Want to share your cutting-edge research findings with your colleagues? Consider submitting an abstract for a short talk or an in-person poster/e-poster.
How to Submit
Once you have registered to participate in the conference, the registration confirmation email that is sent to you contains a link to upload your abstract in PDF only.
Abstracts must be in English and limited to 5000 characters.
- List the presenting author first on the abstract.
- Presenting authors (who may be a substitute for the primary author) must be registered to attend.
- Refer to your abstract confirmation for how to access and edit your abstract after submission.
- Abstract submission is optional for attendees but is required for invited speakers and session chairs who are speaking.
- Any author presenting an abstract at the conference (including those who may be a substitute for the primary author) must be registered to attend.
Abstracts for Short Talks
All submitted abstracts are considered for a short talk unless the submitter has indicated that they only would like to present a poster during registration. Conference organizers review and select the abstracts. If your abstract is selected, you will receive email notification approximately three weeks before the conference. If selected for a short talk, you will still present an in-person poster and e-poster.
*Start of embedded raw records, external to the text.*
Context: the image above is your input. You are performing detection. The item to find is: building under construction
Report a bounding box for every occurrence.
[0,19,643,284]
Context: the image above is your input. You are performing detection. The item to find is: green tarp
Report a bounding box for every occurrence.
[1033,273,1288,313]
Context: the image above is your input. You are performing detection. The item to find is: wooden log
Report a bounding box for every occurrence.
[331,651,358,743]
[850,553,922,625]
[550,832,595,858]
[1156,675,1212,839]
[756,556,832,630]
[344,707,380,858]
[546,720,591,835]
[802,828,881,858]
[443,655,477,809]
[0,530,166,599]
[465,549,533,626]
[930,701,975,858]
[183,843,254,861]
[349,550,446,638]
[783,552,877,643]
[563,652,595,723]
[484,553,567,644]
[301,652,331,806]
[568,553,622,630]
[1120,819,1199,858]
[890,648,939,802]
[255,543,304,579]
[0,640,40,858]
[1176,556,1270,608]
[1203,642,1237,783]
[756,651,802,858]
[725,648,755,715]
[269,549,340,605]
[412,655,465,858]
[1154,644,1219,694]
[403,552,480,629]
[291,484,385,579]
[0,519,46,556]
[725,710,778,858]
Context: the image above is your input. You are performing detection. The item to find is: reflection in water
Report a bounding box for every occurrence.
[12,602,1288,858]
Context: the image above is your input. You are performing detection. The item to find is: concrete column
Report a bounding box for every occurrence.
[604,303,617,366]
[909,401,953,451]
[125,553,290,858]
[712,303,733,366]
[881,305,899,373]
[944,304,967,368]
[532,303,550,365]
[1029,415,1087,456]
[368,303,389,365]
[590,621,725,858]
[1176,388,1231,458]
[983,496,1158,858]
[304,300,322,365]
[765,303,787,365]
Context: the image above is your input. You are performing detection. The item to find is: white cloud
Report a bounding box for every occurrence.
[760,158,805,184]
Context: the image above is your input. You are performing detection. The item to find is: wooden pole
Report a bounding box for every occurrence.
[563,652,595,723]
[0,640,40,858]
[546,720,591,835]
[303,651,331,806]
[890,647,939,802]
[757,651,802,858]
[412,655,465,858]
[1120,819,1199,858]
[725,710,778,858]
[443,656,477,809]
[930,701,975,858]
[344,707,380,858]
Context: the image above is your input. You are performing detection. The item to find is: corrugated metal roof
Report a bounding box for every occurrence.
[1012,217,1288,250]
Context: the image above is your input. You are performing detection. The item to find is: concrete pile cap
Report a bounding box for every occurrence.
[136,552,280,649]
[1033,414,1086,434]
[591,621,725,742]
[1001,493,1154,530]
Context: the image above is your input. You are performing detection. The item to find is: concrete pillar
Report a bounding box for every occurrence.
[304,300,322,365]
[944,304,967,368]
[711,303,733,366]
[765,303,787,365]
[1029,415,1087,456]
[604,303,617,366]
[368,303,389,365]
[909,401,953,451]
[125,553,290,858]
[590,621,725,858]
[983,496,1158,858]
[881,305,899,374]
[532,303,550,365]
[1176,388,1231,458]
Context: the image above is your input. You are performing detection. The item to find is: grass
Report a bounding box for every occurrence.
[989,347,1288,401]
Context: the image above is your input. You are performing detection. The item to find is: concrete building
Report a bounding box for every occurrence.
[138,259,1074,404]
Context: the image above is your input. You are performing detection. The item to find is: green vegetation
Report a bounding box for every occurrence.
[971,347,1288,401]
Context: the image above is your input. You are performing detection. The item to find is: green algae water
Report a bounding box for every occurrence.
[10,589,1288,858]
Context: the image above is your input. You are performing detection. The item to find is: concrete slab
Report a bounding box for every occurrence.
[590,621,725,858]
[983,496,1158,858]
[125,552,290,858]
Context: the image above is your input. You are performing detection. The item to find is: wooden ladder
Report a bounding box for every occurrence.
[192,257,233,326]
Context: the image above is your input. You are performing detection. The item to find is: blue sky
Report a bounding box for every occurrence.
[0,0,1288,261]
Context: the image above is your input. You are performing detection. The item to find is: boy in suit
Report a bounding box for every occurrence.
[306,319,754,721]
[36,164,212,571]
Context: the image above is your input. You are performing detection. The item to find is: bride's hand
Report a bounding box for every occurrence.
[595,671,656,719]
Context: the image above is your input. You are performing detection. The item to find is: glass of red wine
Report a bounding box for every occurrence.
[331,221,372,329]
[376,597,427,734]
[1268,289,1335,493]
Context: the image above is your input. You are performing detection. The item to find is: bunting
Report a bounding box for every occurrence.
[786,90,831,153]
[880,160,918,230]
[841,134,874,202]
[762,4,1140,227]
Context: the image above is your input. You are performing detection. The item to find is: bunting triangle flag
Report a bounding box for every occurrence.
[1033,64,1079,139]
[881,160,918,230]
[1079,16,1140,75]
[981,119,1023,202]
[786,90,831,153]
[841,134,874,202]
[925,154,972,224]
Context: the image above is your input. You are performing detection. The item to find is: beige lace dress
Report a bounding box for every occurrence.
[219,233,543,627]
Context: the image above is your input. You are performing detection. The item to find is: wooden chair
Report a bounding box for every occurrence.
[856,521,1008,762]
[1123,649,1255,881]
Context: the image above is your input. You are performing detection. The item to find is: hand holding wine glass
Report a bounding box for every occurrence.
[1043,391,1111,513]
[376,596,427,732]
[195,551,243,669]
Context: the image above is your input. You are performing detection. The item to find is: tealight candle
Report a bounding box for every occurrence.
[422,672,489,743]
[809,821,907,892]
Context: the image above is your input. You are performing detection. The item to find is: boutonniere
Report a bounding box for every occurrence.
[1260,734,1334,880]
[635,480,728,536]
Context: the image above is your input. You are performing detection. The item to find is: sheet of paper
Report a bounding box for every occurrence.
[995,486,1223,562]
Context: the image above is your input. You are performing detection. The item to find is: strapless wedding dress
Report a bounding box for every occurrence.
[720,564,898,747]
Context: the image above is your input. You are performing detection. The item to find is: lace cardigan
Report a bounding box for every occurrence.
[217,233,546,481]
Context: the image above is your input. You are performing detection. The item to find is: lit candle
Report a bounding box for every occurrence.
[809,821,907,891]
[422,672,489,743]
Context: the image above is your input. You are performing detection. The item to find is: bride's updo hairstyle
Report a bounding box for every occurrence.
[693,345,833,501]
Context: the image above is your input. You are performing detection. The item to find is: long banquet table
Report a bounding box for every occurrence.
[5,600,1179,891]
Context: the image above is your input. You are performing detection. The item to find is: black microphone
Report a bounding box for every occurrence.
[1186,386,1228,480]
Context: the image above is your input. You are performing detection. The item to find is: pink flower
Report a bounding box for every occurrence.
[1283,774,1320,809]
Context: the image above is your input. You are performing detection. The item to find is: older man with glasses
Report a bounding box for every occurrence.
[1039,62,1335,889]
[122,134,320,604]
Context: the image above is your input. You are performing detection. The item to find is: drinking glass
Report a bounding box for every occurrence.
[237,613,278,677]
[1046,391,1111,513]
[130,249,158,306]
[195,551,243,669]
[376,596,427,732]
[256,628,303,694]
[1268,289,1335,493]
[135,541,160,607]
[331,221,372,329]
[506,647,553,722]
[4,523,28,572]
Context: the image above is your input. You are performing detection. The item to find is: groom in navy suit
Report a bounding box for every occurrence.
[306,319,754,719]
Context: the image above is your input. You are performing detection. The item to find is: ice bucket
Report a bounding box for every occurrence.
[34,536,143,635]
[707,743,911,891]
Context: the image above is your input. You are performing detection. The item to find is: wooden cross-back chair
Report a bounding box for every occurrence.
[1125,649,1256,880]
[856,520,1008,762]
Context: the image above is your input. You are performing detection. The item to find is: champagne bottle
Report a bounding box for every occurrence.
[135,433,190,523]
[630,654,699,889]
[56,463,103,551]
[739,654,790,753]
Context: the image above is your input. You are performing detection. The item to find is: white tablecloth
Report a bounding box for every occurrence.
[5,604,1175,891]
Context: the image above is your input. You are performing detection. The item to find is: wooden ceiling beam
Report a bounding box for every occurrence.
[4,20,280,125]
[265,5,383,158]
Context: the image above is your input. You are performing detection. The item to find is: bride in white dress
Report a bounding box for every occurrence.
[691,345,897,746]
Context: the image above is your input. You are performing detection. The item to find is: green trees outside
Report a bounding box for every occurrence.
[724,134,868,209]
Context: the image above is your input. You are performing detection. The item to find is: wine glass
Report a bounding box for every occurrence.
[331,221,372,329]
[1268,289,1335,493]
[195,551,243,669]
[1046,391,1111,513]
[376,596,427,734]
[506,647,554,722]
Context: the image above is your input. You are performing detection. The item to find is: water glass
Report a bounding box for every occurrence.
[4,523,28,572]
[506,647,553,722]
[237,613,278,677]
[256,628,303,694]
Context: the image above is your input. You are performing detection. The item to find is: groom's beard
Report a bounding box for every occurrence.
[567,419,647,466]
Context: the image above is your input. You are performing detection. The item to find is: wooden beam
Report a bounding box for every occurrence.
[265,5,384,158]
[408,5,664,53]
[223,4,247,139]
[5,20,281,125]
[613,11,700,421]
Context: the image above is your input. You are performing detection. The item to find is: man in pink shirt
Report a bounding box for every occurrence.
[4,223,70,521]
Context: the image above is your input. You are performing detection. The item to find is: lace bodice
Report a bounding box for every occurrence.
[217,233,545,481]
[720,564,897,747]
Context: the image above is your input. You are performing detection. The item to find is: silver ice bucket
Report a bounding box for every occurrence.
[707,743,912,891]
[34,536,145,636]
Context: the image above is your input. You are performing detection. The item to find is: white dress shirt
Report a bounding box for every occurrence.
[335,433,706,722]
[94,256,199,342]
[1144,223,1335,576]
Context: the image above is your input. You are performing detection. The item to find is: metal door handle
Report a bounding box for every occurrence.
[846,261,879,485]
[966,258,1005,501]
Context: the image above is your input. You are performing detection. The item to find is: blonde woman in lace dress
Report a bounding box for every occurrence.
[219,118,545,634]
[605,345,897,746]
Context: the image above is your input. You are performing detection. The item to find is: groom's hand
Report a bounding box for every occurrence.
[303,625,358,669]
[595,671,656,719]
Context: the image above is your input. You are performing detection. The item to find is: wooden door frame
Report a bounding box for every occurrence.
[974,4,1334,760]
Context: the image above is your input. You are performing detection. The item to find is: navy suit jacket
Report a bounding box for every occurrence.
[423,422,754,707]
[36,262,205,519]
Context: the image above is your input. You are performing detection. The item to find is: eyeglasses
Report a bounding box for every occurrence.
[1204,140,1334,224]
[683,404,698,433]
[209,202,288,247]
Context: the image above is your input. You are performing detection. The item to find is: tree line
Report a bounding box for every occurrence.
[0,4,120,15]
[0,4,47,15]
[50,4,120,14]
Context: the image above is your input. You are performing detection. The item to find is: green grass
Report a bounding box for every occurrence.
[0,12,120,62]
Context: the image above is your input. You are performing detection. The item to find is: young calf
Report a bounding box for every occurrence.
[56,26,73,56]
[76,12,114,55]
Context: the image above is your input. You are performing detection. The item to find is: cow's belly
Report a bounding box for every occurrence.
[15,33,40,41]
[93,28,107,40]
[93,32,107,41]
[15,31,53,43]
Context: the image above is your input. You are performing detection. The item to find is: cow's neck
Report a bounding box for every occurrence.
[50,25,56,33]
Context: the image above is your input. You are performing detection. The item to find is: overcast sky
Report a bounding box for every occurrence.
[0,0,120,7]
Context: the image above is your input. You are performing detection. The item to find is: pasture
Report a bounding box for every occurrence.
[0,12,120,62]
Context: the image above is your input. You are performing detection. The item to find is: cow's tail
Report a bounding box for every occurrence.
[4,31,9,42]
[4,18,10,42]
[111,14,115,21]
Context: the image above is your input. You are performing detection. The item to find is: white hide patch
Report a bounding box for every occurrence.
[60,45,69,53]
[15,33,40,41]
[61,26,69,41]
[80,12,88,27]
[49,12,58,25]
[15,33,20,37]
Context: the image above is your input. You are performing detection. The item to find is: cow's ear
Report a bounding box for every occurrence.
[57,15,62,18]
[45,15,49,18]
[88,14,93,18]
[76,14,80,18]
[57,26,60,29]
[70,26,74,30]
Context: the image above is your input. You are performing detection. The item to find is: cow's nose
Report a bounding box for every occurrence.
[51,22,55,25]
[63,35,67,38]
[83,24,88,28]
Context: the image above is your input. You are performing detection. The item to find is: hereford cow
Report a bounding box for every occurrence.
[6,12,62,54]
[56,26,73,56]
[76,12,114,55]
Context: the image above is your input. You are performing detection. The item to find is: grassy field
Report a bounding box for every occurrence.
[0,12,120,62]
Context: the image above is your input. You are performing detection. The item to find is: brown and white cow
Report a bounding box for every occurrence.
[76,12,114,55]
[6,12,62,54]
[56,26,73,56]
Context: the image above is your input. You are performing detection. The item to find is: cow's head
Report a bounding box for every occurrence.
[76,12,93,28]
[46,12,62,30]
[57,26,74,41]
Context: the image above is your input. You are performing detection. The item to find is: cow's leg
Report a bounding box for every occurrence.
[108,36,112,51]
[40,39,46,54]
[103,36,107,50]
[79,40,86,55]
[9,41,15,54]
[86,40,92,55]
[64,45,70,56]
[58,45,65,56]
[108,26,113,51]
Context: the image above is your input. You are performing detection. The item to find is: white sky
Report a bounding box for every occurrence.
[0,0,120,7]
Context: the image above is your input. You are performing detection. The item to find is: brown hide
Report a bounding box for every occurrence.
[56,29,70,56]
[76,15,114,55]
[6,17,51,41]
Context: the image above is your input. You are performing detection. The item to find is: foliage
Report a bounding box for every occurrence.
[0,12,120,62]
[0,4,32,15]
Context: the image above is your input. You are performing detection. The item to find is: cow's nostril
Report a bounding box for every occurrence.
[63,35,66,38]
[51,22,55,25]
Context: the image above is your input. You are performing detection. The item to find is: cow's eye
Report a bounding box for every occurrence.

Abstracts for In-Person Posters/e-Posters
In-person poster presentations, and e-posters are interactive ways to engage with your colleagues and present your research. If you submit an abstract, you are automatically eligible to present. Poster presenters will upload an e-Poster in a portal (accessible only to registered conference attendees, in-person or remote) to augment their in-person presentation.
For in-person posters used during the poster session, size instructions will be provided in a poster email. For e-posters, one week prior to the conference, submitters will receive an email with login information for the e-Poster Hall.
Please note that conference organizers reserve the right to decline any submitted abstract that lacks scientific content or merit, or merely announces the availability of a resource or service. It is inappropriate to submit an abstract with an obvious commercial intent.